Open it as you would any other program. It’s in your Applications folder.
One thing’s for sure: Sooner or later, you’ll wind up in Launchpad.
Only two visual elements appear there:
Icons. Each icon represents one of your programs. Apple’s programs are listed first, in alphabetical order: Address Book, App Store, Automator, and so on. Then come all your other programs, again in A-to-Z order. Click one to open that program.
Home-page dots. As you install more and more programs, you’ll need more and more room for their icons. The standard Launchpad screen can’t hold more than, say, 40 icons. As you add more apps, Launchpad makes room for them by creating additional screens. You can spread your new programs’ icons across an unlimited number of launch screens.
The little white dots are your map. Each represents one Launchpad screen. If the third one is “lit up,” then you’re on the third screen.
To move among the screens, swipe horizontally with two fingers on the trackpad. (Magic Mouse: one finger.) Or press the ← or → arrow keys. Or tap directly on one of the little dots to jump to the corresponding screen.
Tip
To exit Launchpad without opening anything, click a blank spot, tap the Esc key, or—most fun of all—spread the same four fingers on the trackpad.
If you use Launchpad a lot, it’s worth taking a moment to arrange its icons into logical categories or a sensible sequence. As it turns out, you can freely drag them into new spots; the other icons scoot aside to make room.
You can create additional screens, too. To do that, drag an icon to the right edge of the screen; keep your mouse button down. The first screen slides off to the left, leaving you on a new, blank one, where you can deposit the icon.
You can organize your icons on these Home pages by category, frequency of use, color, or whatever tickles your fancy.
Tip
Launchpad’s backdrop is a softly blurred version of your current Desktop picture. If the icons are still hard to read against it, press -B. With each press, you cycle through another version of that wallpaper: your original Desktop picture, the blurry version, a black-and-white version, and a blurry black-and-white version. One of those should do the trick.
The Launchpad just wouldn’t be like the iPad if it didn’t also let you organize your apps into folders. Folders let you organize your apps, de-emphasize the ones you don’t use often, and restore order to that horribly flat, multipage display of icons.
To create a folder, drag one app’s icon on top of another. Lion puts both of them into a single new folder (Figure 4-4).

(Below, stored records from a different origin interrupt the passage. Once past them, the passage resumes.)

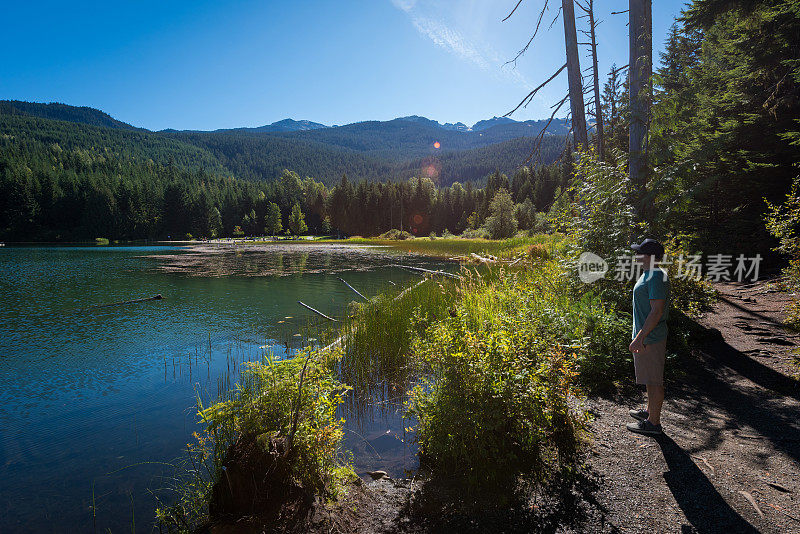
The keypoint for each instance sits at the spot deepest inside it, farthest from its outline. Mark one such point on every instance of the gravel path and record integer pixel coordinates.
(730, 460)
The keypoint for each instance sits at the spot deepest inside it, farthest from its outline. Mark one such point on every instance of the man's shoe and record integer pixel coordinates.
(645, 427)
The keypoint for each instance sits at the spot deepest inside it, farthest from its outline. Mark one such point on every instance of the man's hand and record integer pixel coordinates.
(636, 345)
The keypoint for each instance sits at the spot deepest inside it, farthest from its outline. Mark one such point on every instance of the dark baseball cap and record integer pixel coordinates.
(649, 247)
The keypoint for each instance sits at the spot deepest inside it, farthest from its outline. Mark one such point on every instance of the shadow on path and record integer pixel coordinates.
(721, 353)
(759, 315)
(699, 500)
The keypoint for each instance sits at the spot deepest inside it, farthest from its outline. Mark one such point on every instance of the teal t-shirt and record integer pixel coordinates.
(653, 284)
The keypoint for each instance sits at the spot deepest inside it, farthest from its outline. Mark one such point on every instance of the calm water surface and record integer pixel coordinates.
(94, 401)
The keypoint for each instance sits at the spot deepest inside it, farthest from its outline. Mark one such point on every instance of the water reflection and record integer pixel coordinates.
(93, 402)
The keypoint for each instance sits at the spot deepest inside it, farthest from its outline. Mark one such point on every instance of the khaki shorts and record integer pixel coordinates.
(649, 363)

If they’re the same kind of app, it even tries to figure out what category they both belong to—and names the new folder accordingly (“Music,” “Photos,” Games, or whatever). This new name is only a proposal; an editing window also appears so that you can type a custom name you prefer.
Figure 4-4. Once you’ve got a folder, you can open it just by clicking once. A special black panel sprouts from the folder icon, revealing its contents; the rest of the screen goes dim. Now you can drag the icons around inside it. You can also edit the folder’s name (click it first).

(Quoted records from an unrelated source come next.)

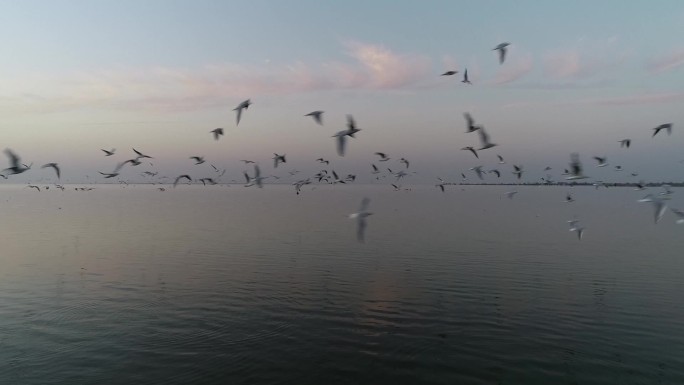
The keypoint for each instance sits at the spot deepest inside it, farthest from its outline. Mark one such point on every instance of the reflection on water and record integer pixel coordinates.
(233, 285)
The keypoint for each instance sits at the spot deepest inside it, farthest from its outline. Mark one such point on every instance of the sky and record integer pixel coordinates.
(80, 76)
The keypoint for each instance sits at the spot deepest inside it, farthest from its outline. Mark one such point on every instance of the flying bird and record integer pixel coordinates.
(184, 176)
(360, 217)
(575, 168)
(317, 115)
(217, 132)
(54, 166)
(277, 159)
(465, 77)
(502, 51)
(240, 107)
(666, 126)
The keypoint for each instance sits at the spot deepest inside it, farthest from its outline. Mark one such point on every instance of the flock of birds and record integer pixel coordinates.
(574, 172)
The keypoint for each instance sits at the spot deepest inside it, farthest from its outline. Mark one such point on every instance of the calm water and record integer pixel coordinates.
(233, 285)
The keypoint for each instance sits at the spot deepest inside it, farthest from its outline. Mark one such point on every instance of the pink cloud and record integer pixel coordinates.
(161, 88)
(668, 62)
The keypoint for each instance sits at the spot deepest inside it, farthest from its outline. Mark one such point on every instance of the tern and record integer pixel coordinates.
(350, 131)
(602, 161)
(465, 77)
(484, 140)
(471, 149)
(470, 122)
(244, 105)
(184, 176)
(277, 159)
(666, 126)
(317, 116)
(658, 205)
(502, 51)
(15, 166)
(575, 167)
(198, 159)
(54, 166)
(360, 217)
(217, 132)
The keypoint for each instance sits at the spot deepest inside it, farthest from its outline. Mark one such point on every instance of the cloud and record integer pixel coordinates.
(667, 62)
(587, 58)
(514, 70)
(171, 89)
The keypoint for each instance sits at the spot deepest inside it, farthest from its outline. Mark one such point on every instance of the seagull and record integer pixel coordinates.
(198, 159)
(278, 159)
(575, 167)
(510, 194)
(602, 161)
(317, 115)
(470, 122)
(15, 166)
(53, 165)
(217, 132)
(240, 107)
(350, 131)
(465, 77)
(360, 217)
(666, 126)
(658, 205)
(502, 51)
(184, 176)
(484, 140)
(478, 171)
(680, 215)
(141, 155)
(518, 171)
(471, 150)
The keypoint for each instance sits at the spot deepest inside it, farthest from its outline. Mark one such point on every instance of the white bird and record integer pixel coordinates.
(350, 131)
(502, 51)
(360, 217)
(244, 105)
(658, 205)
(317, 115)
(217, 133)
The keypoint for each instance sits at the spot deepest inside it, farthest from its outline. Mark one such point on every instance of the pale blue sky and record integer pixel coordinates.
(78, 76)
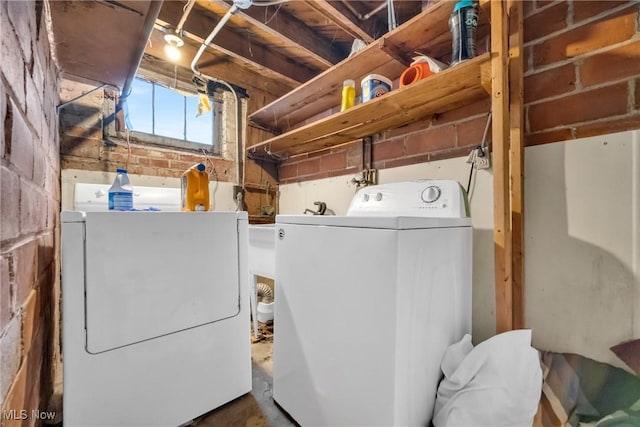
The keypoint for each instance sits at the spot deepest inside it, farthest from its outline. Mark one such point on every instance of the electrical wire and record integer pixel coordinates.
(483, 150)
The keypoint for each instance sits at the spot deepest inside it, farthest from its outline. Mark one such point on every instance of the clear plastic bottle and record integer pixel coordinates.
(121, 192)
(348, 95)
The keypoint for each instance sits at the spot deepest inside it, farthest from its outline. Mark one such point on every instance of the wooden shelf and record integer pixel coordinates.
(427, 33)
(449, 89)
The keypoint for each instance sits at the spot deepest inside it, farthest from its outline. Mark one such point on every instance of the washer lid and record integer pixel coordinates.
(381, 222)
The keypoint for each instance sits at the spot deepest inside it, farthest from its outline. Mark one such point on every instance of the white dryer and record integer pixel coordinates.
(367, 303)
(155, 316)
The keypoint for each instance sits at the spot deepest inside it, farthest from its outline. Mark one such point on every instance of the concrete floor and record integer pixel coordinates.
(255, 409)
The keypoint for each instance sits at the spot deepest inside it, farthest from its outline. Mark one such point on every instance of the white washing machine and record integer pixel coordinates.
(367, 303)
(155, 316)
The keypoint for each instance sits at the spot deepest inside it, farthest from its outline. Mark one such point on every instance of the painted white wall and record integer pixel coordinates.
(221, 193)
(582, 238)
(582, 244)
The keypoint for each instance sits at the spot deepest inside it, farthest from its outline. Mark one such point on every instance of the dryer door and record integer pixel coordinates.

Take an app out of a folder by dragging its icon anywhere else on the screen. The other icons scoot aside to make room. If you remove all but one app from a folder, the folder disappears.

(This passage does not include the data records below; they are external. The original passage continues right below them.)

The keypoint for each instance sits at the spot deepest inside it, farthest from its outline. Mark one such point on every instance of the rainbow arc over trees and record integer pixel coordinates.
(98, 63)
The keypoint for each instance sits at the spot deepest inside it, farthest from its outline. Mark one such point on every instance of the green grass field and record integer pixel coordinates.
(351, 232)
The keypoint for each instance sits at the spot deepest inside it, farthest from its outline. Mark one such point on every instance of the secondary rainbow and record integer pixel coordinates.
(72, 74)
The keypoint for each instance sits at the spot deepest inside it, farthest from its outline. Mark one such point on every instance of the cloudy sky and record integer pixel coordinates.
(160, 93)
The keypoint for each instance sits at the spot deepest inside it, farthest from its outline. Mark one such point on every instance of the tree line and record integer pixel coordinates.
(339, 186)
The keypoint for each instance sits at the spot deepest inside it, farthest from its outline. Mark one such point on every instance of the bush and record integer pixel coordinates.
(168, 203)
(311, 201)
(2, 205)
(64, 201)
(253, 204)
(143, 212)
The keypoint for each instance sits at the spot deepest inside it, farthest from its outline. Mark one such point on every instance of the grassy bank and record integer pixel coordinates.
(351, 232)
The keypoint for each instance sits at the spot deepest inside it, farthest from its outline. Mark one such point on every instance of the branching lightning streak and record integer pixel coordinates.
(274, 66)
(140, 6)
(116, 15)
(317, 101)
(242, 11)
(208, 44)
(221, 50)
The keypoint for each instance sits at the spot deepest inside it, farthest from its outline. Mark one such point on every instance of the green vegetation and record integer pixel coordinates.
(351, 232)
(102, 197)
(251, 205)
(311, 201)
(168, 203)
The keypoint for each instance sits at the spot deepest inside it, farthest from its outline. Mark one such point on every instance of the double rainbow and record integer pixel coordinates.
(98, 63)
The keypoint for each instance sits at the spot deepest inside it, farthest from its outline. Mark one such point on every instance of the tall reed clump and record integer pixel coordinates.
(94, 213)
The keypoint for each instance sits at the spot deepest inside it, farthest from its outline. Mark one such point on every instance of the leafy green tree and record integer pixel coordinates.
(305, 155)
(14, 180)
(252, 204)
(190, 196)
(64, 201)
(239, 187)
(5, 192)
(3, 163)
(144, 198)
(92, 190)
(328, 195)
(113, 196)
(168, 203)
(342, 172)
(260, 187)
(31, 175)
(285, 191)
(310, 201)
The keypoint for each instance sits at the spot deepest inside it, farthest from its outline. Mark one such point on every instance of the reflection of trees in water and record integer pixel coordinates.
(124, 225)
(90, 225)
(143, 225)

Move a folder around by dragging, as you would any other icon.
If you’ve downloaded some apps from the App Store, you’ll find a bonus feature here in Launchpad: They’re especially fun to delete.
Start by holding the mouse down on any icon until, after about a second, all the icons begin to—what’s the correct term?—wiggle. (If you have an iPhone, iPad, or iPod Touch, this should be familiar territory.)
At this point, you may notice that some of them have sprouted little red X’s. Those are the ones you downloaded from the App Store.
To delete an App Store program you don’t need anymore, click that X to make it say bye-bye—instantly and for good. It doesn’t even have a layover in the Trash.